Due to her health, Blackwell is seemingly stuck with a job flexible enough to conform to her medical needs, but also leaving no room for advancement.
“I’m actually one of the better ones,” she says. “I actually have insurance. I’m not on food stamps or homeless. Yet.”
So, for Blackwell and others looking for better teaching conditions, unionizing seems like the best option. Perhaps the only option.
“I’ve always been in favor of unions,” she says. “But now since it’s become a real bread-and-butter issue for me in my own life, I’ve gotten much more involved in it. It’s a lot more tangible now.”
In April, adjuncts filed the paperwork for a union election, which is the first step in the process. Since then, the USF administration has blocked a vote through various appeals and legal manuevers. SEIU, which has successfully organized adjuncts at Tufts, Georgetown and other universities over the last few years, is calling on the university to stand down and allow a vote.
“The breadth of what they’re asking is very, very concerning,” says Dwayne Smith, senior vice provost and dean of the office of graduate studies.
Smith stresses the uncertainty of the bargaining process is what makes administrators uneasy. He references some union activists’ calls for $15,000 a course, which he finds unreasonable.
“We could end up in a substantially worse place than we are now,” he says. “This university is working so hard to move forward and become a national and world player… I worry whether this vote would undermine the progress we’ve made.”
Smith also distinguishes between adjuncts who are retired professors or professionals in their field who teach to share their expertise versus the “gypsy professors” or “freeway fliers.” He prefers the latter term. (“Gypsy professors sounds pejorative to me,” he says.)

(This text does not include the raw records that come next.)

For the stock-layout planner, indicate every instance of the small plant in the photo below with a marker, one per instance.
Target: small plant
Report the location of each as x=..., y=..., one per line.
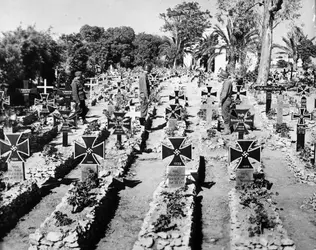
x=211, y=133
x=271, y=114
x=79, y=196
x=62, y=219
x=282, y=129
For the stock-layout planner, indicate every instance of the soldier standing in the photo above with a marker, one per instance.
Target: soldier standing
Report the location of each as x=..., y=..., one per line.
x=226, y=102
x=79, y=96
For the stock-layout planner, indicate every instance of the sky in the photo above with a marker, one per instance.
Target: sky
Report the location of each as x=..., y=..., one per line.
x=67, y=16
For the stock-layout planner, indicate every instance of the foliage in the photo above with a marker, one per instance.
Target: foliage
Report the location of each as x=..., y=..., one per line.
x=80, y=196
x=146, y=49
x=282, y=64
x=186, y=22
x=28, y=54
x=62, y=219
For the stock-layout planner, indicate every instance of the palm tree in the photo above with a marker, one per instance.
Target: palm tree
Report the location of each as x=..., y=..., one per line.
x=205, y=49
x=291, y=47
x=236, y=43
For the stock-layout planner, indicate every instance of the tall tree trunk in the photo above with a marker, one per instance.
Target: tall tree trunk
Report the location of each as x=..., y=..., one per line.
x=270, y=8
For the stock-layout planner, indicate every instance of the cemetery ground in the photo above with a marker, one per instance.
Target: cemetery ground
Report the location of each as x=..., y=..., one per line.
x=220, y=220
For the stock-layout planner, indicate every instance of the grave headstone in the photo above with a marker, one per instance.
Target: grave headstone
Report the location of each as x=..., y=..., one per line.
x=269, y=89
x=244, y=168
x=173, y=114
x=119, y=123
x=239, y=119
x=14, y=148
x=301, y=127
x=176, y=168
x=89, y=151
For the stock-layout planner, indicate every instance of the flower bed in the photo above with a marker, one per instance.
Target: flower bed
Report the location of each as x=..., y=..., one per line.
x=22, y=196
x=64, y=229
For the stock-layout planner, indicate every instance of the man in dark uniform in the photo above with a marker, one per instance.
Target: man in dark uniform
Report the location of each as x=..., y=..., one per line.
x=79, y=96
x=144, y=92
x=226, y=102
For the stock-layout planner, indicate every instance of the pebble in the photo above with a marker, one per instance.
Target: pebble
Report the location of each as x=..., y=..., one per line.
x=287, y=242
x=147, y=242
x=54, y=236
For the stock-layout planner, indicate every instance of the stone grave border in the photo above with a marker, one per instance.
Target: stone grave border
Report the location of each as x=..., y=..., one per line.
x=95, y=215
x=147, y=238
x=239, y=224
x=23, y=196
x=296, y=165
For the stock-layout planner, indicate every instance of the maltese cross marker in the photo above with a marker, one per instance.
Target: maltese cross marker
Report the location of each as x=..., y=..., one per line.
x=177, y=151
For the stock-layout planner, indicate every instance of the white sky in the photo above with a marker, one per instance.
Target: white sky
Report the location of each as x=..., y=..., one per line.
x=67, y=16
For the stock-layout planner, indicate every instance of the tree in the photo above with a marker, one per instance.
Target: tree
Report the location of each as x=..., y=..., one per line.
x=291, y=42
x=275, y=11
x=28, y=53
x=186, y=23
x=235, y=43
x=205, y=50
x=146, y=48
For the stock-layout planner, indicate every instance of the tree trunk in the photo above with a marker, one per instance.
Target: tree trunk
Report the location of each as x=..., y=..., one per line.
x=266, y=45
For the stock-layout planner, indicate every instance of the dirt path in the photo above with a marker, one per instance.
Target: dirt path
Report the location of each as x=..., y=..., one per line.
x=300, y=224
x=215, y=210
x=18, y=238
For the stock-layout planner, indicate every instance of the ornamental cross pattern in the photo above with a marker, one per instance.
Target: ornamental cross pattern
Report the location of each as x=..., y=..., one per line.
x=240, y=118
x=208, y=93
x=243, y=153
x=15, y=148
x=45, y=87
x=301, y=116
x=89, y=150
x=177, y=151
x=173, y=112
x=238, y=93
x=45, y=102
x=119, y=87
x=303, y=90
x=176, y=97
x=4, y=100
x=119, y=123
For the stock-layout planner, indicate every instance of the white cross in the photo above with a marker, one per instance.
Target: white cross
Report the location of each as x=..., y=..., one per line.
x=45, y=87
x=133, y=113
x=91, y=84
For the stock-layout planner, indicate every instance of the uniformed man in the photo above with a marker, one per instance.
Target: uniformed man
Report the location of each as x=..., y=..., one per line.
x=226, y=102
x=79, y=96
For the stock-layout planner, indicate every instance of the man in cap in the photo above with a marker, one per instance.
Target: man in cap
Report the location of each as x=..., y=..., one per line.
x=226, y=101
x=79, y=96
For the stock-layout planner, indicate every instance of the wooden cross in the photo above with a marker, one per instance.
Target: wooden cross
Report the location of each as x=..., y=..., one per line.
x=269, y=89
x=45, y=87
x=244, y=168
x=176, y=97
x=238, y=93
x=45, y=102
x=133, y=113
x=67, y=123
x=239, y=118
x=16, y=167
x=89, y=151
x=177, y=151
x=4, y=100
x=303, y=90
x=301, y=127
x=119, y=123
x=119, y=87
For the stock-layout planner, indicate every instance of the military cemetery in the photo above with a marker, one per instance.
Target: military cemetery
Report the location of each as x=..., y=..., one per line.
x=196, y=133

This last group of teachers “pursue adjuncting as a career,” he says, hopping from different colleges and universities in a metropolitan area to cobble together a living. Some have never had a job in their field, he argues, or finished a degree.
“I’m not in any way disparaging them or the role they play,” he says, adding later, “It’s a very questionable career choice and we would encourage our students to do something else.”
It’s worth noting that most employees at USF belong to unions: faculty, university police, grad students and other staff like cashiers and groundskeepers. When asked if those earlier unions faced similar pushback from the university, Smith nodded. “Probably.”
“We’re not oblivious to some of the issues that the adjuncts raise,” he says. “Regardless of the vote, we are prepared to look into ways to help them.”
For adjuncts like Blackwell, that vote can’t come soon enough.